Anthropic released Claude Fable 5 on June 9, 2026 — a Mythos-class model made generally available. Launch benchmarks: 95% SWE-bench Verified, ~80% SWE-bench Pro. We ran four first-party eval rounds against Opus 4.8 in Claude Code within 24 hours. Here are the receipts, the pricing math, and the routing guide.
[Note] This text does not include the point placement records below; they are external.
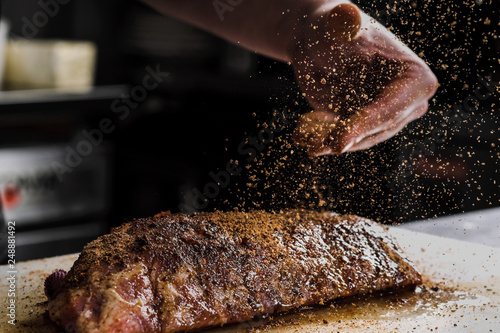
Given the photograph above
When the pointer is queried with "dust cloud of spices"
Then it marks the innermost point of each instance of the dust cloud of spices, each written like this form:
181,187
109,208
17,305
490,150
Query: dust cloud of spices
445,162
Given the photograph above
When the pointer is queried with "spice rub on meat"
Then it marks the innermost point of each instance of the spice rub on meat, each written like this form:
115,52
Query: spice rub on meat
176,272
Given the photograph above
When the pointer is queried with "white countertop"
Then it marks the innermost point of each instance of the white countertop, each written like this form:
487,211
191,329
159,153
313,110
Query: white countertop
481,226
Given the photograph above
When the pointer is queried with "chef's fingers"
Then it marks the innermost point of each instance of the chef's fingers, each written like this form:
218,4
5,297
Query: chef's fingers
343,22
397,101
390,131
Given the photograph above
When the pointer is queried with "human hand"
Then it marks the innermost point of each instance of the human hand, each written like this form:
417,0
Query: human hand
363,83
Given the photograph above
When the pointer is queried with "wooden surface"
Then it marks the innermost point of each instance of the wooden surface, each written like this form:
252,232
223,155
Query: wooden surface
467,297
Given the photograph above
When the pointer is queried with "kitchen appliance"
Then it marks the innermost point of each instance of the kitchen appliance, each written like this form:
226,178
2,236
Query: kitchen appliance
53,183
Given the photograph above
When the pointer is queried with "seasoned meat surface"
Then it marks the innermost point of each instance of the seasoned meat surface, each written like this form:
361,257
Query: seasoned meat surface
176,272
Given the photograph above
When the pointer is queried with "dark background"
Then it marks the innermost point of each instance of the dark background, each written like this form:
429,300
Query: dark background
217,96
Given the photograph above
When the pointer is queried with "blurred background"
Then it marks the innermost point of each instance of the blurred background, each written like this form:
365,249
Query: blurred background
111,111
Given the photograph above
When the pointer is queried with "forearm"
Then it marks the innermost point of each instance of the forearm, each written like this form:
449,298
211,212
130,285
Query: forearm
268,27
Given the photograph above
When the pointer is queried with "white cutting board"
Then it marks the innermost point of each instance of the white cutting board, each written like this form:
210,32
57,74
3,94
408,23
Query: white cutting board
472,305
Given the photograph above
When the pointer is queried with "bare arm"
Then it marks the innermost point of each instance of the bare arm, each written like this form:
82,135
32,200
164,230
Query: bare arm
363,83
268,27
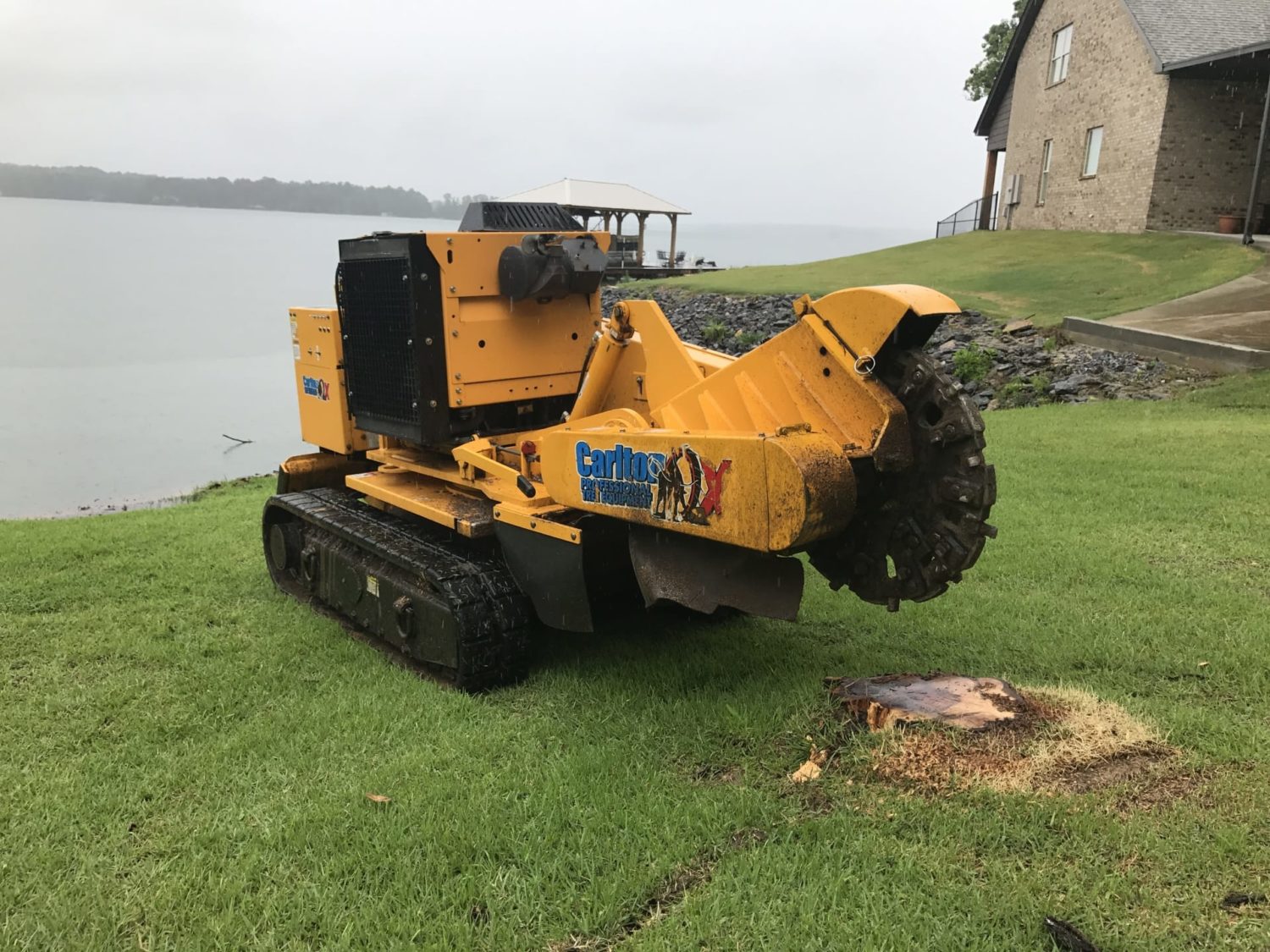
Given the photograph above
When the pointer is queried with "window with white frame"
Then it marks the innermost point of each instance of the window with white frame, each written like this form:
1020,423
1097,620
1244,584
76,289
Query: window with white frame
1061,55
1092,151
1046,152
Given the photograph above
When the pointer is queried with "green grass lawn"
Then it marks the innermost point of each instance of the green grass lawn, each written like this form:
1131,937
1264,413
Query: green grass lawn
187,753
1041,274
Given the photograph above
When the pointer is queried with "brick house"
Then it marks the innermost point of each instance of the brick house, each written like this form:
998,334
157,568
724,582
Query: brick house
1130,114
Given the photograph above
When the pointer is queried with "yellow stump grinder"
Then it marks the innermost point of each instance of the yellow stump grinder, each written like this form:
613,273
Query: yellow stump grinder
494,452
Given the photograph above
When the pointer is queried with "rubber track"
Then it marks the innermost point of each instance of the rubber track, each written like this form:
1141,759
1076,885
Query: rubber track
492,614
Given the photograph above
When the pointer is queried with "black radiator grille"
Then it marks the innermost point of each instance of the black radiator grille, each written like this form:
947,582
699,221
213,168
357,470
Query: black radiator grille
376,315
517,216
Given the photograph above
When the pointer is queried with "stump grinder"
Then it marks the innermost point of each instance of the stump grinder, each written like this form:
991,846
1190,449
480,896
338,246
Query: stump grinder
495,454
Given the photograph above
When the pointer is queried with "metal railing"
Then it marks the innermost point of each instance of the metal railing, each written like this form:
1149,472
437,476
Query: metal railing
970,217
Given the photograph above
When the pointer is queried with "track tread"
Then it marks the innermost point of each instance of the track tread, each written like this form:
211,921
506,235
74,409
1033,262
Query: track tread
492,614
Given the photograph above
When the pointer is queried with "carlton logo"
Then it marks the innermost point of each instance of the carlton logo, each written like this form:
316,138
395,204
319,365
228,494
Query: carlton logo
317,388
677,487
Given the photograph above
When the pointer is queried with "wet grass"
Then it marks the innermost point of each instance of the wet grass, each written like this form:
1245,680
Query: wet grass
188,753
1041,274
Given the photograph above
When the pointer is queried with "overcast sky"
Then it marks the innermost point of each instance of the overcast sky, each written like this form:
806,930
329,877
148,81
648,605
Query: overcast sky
749,111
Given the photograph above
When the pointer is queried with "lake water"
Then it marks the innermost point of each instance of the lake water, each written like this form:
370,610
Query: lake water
135,337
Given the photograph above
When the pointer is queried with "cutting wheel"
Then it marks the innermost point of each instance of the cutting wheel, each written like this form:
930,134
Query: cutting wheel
919,528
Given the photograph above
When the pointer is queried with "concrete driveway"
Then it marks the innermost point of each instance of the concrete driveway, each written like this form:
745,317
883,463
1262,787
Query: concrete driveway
1226,327
1236,312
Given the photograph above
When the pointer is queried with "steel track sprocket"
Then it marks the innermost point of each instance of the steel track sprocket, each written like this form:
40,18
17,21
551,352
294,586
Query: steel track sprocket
917,530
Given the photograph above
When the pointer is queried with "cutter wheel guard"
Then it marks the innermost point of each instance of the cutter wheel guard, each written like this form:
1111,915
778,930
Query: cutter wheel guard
494,454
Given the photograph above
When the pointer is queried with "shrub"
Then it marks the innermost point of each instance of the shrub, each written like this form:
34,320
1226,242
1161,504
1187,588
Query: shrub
715,332
972,363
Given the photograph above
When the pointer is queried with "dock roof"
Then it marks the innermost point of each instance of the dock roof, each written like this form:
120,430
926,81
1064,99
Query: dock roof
599,197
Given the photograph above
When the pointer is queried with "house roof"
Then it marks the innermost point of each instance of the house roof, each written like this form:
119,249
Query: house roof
597,197
1178,33
1186,32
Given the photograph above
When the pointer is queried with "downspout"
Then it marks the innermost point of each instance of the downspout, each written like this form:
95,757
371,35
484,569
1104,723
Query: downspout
1256,170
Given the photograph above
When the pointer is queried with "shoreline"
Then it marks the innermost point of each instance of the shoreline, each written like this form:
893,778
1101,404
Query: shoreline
107,507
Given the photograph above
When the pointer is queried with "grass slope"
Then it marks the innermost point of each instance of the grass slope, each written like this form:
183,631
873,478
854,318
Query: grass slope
187,751
1043,274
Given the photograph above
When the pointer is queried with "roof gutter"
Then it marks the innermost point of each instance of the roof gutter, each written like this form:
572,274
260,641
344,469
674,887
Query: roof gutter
1218,58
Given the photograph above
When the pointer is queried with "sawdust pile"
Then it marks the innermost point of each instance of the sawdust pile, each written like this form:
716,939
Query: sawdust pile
1061,740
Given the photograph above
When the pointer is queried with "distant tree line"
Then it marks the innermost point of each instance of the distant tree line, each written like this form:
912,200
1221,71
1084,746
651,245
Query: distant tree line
88,184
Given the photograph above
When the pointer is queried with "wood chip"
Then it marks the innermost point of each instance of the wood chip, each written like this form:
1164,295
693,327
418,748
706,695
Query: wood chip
809,771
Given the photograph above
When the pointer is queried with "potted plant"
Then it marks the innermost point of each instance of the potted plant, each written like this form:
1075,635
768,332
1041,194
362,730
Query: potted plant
1229,223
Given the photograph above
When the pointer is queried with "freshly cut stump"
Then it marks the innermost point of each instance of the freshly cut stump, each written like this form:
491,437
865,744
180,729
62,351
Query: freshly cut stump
955,700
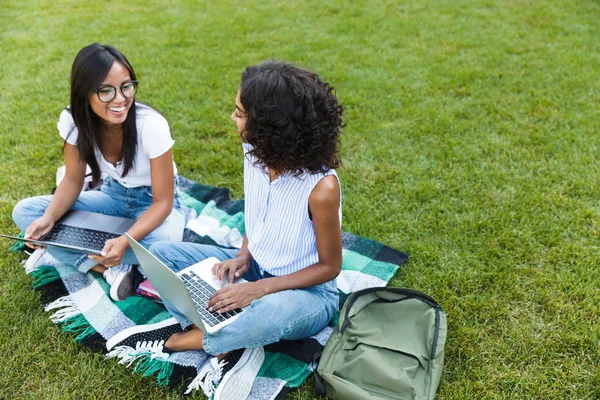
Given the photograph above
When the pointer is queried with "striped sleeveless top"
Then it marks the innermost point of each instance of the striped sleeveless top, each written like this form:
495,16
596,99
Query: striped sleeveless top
281,236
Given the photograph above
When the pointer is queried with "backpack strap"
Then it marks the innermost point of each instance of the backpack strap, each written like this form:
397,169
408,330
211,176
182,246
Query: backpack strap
319,386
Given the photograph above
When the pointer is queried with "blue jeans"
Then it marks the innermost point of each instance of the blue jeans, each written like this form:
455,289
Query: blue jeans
289,314
112,199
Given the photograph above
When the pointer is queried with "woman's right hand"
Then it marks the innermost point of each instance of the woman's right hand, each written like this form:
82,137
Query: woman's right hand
233,268
37,229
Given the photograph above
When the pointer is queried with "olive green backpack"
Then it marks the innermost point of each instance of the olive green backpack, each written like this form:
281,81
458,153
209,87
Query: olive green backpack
388,344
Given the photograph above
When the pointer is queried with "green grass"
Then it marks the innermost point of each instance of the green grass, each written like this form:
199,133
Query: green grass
471,143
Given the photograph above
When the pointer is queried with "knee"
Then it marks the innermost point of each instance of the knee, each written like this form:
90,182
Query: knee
160,248
26,211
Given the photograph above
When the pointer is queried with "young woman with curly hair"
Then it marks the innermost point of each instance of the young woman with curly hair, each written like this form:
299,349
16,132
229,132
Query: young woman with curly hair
289,123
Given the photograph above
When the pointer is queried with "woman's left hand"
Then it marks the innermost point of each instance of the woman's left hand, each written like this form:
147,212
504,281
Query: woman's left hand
112,253
236,295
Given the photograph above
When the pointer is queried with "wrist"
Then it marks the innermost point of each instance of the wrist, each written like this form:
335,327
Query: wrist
243,256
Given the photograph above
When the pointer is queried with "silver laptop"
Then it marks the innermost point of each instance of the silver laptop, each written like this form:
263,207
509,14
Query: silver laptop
82,231
188,290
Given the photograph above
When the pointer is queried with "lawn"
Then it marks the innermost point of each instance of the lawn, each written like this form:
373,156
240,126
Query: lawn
471,143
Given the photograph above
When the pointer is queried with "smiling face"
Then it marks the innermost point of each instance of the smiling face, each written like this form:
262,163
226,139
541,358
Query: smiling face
115,111
240,117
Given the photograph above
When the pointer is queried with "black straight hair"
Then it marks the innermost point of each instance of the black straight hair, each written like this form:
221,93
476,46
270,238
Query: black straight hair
90,67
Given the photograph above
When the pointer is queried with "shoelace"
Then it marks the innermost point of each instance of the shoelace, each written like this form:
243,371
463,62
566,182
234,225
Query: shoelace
205,381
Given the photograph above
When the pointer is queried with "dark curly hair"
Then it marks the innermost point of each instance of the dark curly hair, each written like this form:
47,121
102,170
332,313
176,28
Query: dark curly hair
294,118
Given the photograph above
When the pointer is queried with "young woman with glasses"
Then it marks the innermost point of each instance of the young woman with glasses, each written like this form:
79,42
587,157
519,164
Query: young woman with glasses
128,147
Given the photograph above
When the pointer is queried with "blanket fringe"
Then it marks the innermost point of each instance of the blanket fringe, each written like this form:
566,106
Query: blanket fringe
148,359
43,275
128,355
67,309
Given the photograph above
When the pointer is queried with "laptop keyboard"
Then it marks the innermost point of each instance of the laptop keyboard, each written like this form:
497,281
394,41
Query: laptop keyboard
200,291
79,237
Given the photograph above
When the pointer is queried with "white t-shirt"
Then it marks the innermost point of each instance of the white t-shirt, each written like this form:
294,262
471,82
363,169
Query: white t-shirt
153,140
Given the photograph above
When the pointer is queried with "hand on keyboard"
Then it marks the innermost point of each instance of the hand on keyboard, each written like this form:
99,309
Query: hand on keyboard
112,253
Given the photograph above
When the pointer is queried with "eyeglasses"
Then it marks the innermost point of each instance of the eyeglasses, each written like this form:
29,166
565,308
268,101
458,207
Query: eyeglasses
106,94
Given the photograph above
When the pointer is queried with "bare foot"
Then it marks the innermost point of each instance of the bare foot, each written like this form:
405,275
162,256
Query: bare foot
189,340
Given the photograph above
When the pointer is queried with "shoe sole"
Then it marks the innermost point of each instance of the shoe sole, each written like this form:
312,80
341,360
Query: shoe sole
242,379
123,288
124,334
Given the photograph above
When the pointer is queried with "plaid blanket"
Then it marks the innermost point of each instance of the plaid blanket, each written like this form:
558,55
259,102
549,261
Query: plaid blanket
80,303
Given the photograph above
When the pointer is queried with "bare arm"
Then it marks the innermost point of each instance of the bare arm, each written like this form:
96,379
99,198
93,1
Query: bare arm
323,204
162,181
65,195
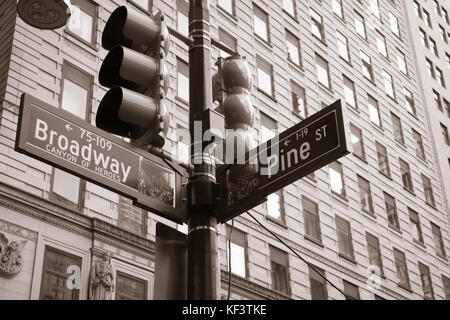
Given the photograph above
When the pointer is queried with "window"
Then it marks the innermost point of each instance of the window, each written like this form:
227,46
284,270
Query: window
365,196
360,25
374,8
261,23
227,5
183,145
144,4
337,8
299,100
83,20
311,217
433,47
279,270
445,15
417,230
317,25
445,134
183,80
430,68
440,77
318,284
366,66
438,242
238,252
437,100
182,17
427,18
344,237
402,269
394,24
423,38
55,276
351,290
443,34
374,111
437,7
75,97
227,40
383,162
447,107
410,105
289,7
130,288
381,44
349,92
397,127
425,277
373,248
406,175
417,9
323,73
275,206
268,128
420,151
401,62
388,84
293,46
391,210
337,179
342,44
357,142
265,76
446,283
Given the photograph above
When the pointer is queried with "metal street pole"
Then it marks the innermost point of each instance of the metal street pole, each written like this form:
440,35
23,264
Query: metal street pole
203,267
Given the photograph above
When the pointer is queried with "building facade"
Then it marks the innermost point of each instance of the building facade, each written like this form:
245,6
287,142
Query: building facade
375,223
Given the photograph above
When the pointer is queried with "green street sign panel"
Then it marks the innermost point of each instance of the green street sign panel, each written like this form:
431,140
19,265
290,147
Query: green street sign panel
69,143
295,153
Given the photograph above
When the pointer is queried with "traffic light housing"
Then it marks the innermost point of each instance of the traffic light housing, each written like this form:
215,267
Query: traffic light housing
136,74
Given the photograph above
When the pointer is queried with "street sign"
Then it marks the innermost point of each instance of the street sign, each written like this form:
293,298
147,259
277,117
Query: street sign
67,142
298,151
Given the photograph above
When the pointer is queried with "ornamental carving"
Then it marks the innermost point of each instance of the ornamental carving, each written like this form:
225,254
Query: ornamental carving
11,262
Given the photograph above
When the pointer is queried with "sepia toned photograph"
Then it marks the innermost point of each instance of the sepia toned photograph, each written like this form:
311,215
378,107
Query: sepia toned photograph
225,151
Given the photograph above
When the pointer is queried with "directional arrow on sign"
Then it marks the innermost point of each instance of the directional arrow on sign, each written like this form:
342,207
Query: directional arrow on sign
295,153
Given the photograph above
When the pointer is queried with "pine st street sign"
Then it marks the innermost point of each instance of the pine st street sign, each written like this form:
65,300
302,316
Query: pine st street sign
299,151
63,140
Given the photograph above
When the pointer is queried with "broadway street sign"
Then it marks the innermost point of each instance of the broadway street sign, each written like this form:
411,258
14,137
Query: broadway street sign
63,140
298,151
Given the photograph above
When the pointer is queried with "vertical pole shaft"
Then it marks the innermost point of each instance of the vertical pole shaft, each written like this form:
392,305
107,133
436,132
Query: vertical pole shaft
203,269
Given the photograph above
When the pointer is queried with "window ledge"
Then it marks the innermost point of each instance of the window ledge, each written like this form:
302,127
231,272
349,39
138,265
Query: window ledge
276,221
350,259
267,95
293,17
397,230
326,89
265,43
93,46
296,66
315,241
410,191
228,15
440,256
339,197
407,288
181,100
360,158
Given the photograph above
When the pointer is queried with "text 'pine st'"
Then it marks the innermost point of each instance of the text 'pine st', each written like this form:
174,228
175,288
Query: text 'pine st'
85,155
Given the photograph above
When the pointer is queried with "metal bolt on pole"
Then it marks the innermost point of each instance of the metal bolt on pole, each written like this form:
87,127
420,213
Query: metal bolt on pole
203,268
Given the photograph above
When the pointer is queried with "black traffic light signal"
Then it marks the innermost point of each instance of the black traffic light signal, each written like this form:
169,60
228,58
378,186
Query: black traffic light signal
135,71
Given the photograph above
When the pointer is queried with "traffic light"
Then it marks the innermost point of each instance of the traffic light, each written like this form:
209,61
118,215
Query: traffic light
136,74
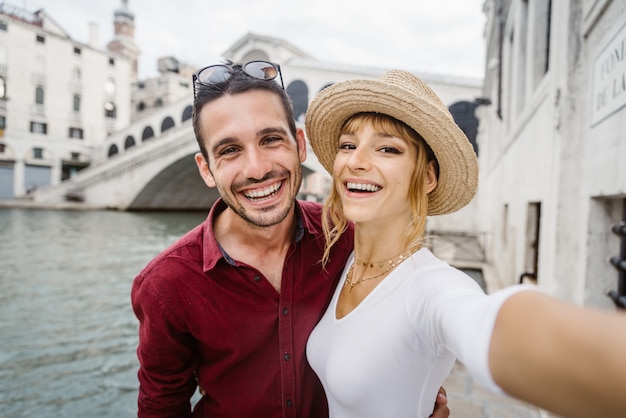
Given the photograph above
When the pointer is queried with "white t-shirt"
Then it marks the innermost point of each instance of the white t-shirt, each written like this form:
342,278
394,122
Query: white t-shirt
389,356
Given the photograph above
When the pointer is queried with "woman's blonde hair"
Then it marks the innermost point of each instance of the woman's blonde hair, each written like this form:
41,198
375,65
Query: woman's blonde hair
333,221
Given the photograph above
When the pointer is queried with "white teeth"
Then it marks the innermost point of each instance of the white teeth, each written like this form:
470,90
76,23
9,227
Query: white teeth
260,194
363,187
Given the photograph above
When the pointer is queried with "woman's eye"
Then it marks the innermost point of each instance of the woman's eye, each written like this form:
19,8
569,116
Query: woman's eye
391,150
271,139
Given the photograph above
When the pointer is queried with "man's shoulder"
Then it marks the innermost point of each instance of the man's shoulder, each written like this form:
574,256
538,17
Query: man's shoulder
187,248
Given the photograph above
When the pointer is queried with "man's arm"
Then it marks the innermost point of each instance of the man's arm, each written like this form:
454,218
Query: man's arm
166,358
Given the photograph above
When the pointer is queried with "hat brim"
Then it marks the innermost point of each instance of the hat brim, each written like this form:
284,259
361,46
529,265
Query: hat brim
458,166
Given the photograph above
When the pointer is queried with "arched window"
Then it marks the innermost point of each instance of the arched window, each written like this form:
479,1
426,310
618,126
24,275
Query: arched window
147,133
39,95
76,103
167,123
129,142
110,110
465,118
109,89
113,150
187,113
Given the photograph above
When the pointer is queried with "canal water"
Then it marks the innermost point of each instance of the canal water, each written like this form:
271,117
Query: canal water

TL;DR: Anthropic released Claude Fable 5 on June 9, 2026 — a Mythos-class model made safe for general availability, while the unrestricted Claude Mythos 5 stays gated behind trusted-access programs. Launch numbers lead agentic coding: 95.0% SWE-bench Verified and ~80% SWE-bench Pro versus GPT-5.5's 58.6%. Pricing is $10/$50 per million tokens (input/output), 1M context, 128K max output — double Opus 4.8's standard rate. We didn't stop at the model card: within 24 hours we ran four head-to-head eval rounds against Opus 4.8 inside Claude Code, with published JSON receipts. The short version: Fable 5 wins on constraint precision and hard clean reasoning; Opus 4.8 keeps winning on situational judgment, accessibility craft, and speed. Routing guide below.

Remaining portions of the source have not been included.